The global median dwell time is the number of days that an attacker is in a computing environment before detection. Over the past decade, there has been a marked reduction in median dwell time, from just over one year (416 days) in 2011 to just under one month (24 days) in 2020.

According to the annual M-Trends report published by FireEye Mandiant Services, organizations are beginning to find and contain adversaries faster than in previous years.

At first sight, this reduction in dwell time is good news, but all is not quite what it seems. While this reduction may correlate to better visibility and response, it also reflects an evolution in the threat landscape and an increase in ransomware that has helped drive down the time between initial infection and identification.

Figures to dwell upon

The more ransomware is deployed, the more dwell times will shrink. Attackers deploying ransomware don’t want to remain hidden for too long. The sooner the ransomware is revealed, the sooner attackers have the opportunity to collect.
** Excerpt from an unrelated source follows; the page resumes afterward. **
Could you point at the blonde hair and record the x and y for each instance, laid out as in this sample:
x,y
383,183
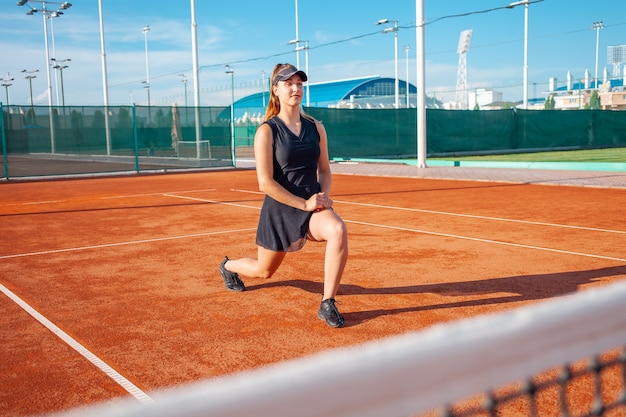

The way ransomware attacks are conducted has changed since 2019. Previously, risk managers weighing the impact on an organization of ransomware would have expected malware to encrypt files, making them inaccessible to legitimate users and ultimately resulting in significant disruption. The best protection against such attacks would have been solid offline backups.

But ransomware has evolved. Mandiant calls this new iteration of ransomware attacks ‘multifaceted extortion.’ Hackers are not only deploying ransomware encryptors across victims’ environments. They are using other extortion tactics to coerce victims into complying with their demands.

Typically, the target organization’s files are encrypted and made unavailable. The attacker then demands payment for the decryption tool and key. However, in a growing number of cases, the organization’s files are stolen, and the attacker demands payment, or they will publish the sensitive data. This approach is much more consequential than the first and gives the attacker more clout. With multifaceted extortion, the attacker turns a service disruption into a data breach, with much more serious consequences for the organisation.

Hackers are playing a long game

A data breach can result in greater reputational damage, regulatory fines, and class action lawsuits. Some hackers will publish stolen data on a website, typically on the Tor network, while others will use media organizations to amplify their attacks. Some will call and harass employees or notify business partners of data theft, creating friction in relationships and prompting breach disclosures.

Traditional malware-based ransomware has cost organizations and governments millions of dollars. In response, many organizations took steps to limit their exposure to broad-scale encryption by ensuring their disaster recovery plans provided some protection.

One new attack area spotted by Mandiant is privileged accounts within Active Directory. Many organizations have delegated permissions to additional groups and accounts throughout Active Directory, which increases the number of resources deemed to be highly privileged. If an attacker is able to capture valid credentials or even impersonate access from an account assigned privileged access, this escalates the attacker’s ability to move laterally, access data, deploy ransomware to more endpoints, and ultimately, cash in.

Small victories in the battle against hackers should be welcomed, but the hackers are playing a longer game and are still winning the war.